AWS North Virginia data center outage – resolved
Cooling failure and cascading effects
- Outage attributed to a failed cooling loop in one North Virginia data center / AZ within us‑east‑1.
- Commenters describe how cooling is typically overprovisioned (N+1, N+2, etc.) but still vulnerable when multiple components fail while load ramps up.
- Detailed scenario: overlapping maintenance, latent faults, and a sudden batch workload can push cooling over the edge, triggering a cascade of failures and forced load shedding.
- Some expect AWS to throttle workloads before thermal runaway; others note this is technically hard with modern hardware and can break assumptions of homogeneous performance.
- AWS reportedly did load‑shedding, including turning off non‑preemptible workloads, which is why the event was visible.
us‑east‑1 as structural weak point
- Many comments reiterate that us‑east‑1 is the oldest, largest, and most complex region, with many internal “control plane” services and global services depending on it (IAM, Route 53, others).
- Several note that an impairment in us‑east‑1 can affect workloads in other regions via these shared control planes, even when their local data planes are fine.
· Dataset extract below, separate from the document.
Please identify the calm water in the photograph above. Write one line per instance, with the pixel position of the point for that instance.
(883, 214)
- One participant challenges claims that IAM/STS are fully centralized, emphasizing AWS’s “static stability” model: control planes centralized, data planes regional.
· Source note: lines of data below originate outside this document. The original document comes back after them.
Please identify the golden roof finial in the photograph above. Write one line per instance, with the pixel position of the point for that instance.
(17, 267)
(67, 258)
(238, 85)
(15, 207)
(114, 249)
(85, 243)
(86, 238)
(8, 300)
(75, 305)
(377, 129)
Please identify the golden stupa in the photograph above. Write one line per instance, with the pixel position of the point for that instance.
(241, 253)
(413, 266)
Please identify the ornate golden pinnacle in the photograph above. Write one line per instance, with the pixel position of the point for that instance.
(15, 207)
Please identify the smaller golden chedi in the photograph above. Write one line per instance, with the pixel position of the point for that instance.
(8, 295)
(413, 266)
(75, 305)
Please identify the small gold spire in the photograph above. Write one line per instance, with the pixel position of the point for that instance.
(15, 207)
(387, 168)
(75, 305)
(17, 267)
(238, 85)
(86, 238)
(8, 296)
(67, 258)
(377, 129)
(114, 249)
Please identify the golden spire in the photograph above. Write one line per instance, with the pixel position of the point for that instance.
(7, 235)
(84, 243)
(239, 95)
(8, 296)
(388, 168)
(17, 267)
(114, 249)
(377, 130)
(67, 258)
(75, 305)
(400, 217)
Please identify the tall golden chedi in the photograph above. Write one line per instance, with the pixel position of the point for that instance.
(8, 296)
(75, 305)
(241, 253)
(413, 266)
Redundancy, AZs, and multi‑region / multi‑cloud
- Some argue this incident only hit a single AZ and that proper multi‑AZ design would have mitigated it.
- Others observe that many companies still run single‑AZ or single‑region for cost and latency reasons, including real‑time trading, crypto exchanges, and games.
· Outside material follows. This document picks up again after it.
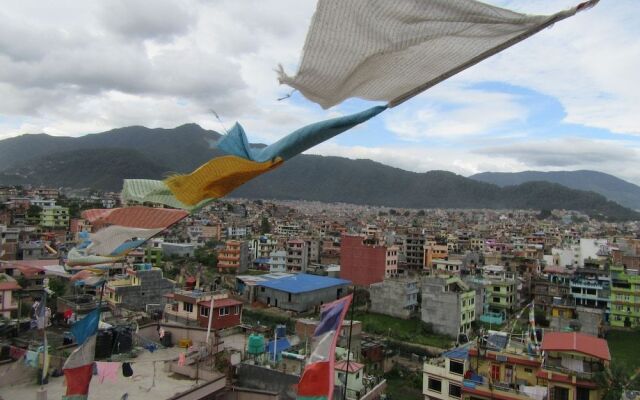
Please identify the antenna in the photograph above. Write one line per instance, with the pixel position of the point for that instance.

- Multi‑cloud is discussed as “true” high availability but widely seen as prohibitively expensive and complex for most organizations.
Location and cooling strategy debates
- Question: why not build data centers near oceans for simple water cooling?
- Responses cite saltwater corrosion, fouling (jellyfish, mussels, debris), high coastal land costs, storm risks, and power‑access issues.
- History and economics explain why Northern Virginia became a huge hub (early internet exchange, clustering effects, peering incentives).
Perceptions of AWS reliability
- Some claim us‑east‑1 fails more often and is the “Achilles heel of the internet”; others say its outage frequency and impact are overstated.
- There’s discussion of “safety in numbers” (when us‑east‑1 is down, everyone is down) versus the competitive advantage of staying up when others fail.